I do not mean to sound like I do not appreciate the part of the niche which a community center fills is already being covered, at least in part, by the library. The Starkville public library does hold community events frequently. They host community movie nights, story times and book signings, but these are mostly children's events, revolving around holidays. What I am finding myself longing for in town is not something to do specifically during Halloween or Easter. I want something to do on a Thursday night, something as simple as somewhere that can host dodgeball tournaments.

Vowell's, of course, invites energetic activity. Vowell's was a grocery store which was grocery-themed, which does not happen often. Bowling alleys, roller rinks, laser tag places and many bars use the same design strategy, wherein the decor is evocative of the product they are marketing. If I say, "laser tag carpet," you know what I am talking about. Vowell's almost looked like a grocery store pulled out of from a video game because of this. It had great natural light, high ceilings and a color palette that suggested grocery shopping could be energizing and fun. It never quite was, of course — it was grocery shopping — but not for lack of effort from the location itself. The building, even if left as is, is perfect for what we need it for.

The space is huge, so we have a lot of space to work with. According to Ray Oldenburg's theory in an article written by Diana Budds for Curbed, "first places" are where we live, "second places" are where we work and "third places" are places intended to be public-use community hubs. To encourage this, the space should be fun and geared towards fostering interaction between people there. The community center should have ample seating areas for things like board games, puzzles and video games set up on projectors on the wall. Especially in Mississippi, which boasts the highest poverty rate in the country, there should be places for individuals to feel welcome without having to spend money, and by offering this, Starkville would be inviting people to a space that is both safe and actually enjoyable to be in.

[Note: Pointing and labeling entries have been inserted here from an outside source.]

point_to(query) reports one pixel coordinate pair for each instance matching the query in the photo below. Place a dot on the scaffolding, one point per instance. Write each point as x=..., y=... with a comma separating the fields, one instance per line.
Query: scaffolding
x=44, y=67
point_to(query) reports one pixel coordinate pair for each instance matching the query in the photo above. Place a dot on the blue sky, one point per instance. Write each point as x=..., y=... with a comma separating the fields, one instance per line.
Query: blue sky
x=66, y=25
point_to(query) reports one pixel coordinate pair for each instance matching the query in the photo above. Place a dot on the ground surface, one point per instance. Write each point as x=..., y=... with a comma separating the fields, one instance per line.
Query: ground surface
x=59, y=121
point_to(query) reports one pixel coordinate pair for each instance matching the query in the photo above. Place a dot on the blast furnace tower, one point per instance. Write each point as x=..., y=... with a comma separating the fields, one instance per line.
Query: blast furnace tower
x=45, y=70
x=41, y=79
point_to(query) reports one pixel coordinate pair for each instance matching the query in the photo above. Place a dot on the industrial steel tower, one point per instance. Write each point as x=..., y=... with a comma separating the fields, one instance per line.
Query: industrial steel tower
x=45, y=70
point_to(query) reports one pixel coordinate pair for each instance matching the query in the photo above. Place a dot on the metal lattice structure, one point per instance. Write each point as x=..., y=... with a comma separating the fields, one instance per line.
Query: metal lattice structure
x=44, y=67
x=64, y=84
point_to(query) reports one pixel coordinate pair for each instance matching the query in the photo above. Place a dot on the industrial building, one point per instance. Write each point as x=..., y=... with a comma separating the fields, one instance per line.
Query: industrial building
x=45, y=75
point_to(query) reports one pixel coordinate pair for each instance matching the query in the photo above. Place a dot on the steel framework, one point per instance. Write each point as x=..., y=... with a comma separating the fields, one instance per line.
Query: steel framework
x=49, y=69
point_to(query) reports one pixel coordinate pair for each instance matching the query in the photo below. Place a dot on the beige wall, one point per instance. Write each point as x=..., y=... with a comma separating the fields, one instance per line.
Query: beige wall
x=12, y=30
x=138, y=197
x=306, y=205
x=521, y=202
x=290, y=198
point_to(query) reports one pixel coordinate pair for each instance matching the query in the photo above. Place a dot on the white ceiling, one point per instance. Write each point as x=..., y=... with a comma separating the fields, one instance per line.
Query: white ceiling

It is hard to understate how rare that combination is. People talk so much about after school programs for the same reason. According to youth.gov, after school programs, like this, are linked to lower usage of drugs and alcohol by underage individuals, while also keeping them in an area they can be supervised by a trusted adult in.

Further, the community center would be a great place for a technology hub like the three-dimensional printing lab we have on campus. According to Ledyard King and Mike Stucka with the Clarion Ledger, Mississippian access to broadband internet and technology is inconsistent and lacking, with a quarter of the population having no access to broadband internet at all. Access is not the only hinderance; beyond that, people living below the poverty line are likely unable to buy the hardware itself. The community center should partition off a section for public use computers and other related technology, both as a lifeline for those in need of it for school, but also as encouragement for Mississippi's children to get interested and involved in the STEM fields. I do not know how to use a three-dimensional printer, but I certainly might have if I had ever had free access to a 3D printer. Further, the center could offer classes on technological literacy to senior citizens or rudimentary coding to people who were not given the opportunity to start in school.

The concept of a community center is a gesture of appreciation to what community already exists, but also one of faith that the community has more growing to do. As Starkville grows and develops, a community center would help set a direction for the future, one that is centered on the enrichment of the lives of our citizens, and the fostering of meaningful connections between them.